Splunk Light offers a new option for companies to apply data analytics to IT operations. Here’s how it stacks up against Splunk Enterprise, Splunk Cloud, and emerging open-source and commercial rivals.
Splunk introduced Splunk Light last week, billing it as a low-cost option for smaller teams and tactical analysis. But is it also a good way for larger organizations looking to experiment with bringing data analytics and an Internet-of-things mindset to IT operations?
To answer this question, it’s best to consider the options already available from Splunk as well as from emerging rivals including open-source products such as Graylog and Elastic’s Elastisearch ELK stack, and commercial competitors including SumoLogic and Logentries.
Splunk is the 12-year-old leader in the market for software that uses log-file-analysis for IT system optimization software, risk analysis, fraud and threat detection, and business-trend analysis. Designed first and foremost for machine data generated by IT infrastructure, Splunk Enterprise software includes a proprietary big-data repository, and analysis software powered by Splunk’s SPL (Search Processing Language) for searching, filtering, and manipulating data. Splunk also offers drag-and-drop data visualizations and filters for non-technical business users.
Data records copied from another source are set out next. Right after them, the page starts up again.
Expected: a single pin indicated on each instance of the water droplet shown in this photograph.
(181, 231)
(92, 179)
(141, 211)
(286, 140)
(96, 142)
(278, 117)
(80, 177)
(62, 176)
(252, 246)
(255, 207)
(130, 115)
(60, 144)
Branching out from its core Enterprise software, the company introducedSplunk Cloud (on Amazon Web Services) and Splunk Hunk, software that works in conjunction with Hadoop, in 2013. This brings us to Splunk Light, which is on-premises software designed to fill a gap at the low-end of the market. Not surprisingly, this is where many entry-level threats to Splunk are emerging, with ambitions of scaling up into Splunk’s core market.
Splunk Light is designed to be quickly deployed on a single server. It handles up to five named users and maxes out at 20 GB of data captured per day. That volume isn’t big by big data standards, but as an option for pilot tests and proof-of-concept projects it might be a good starting point.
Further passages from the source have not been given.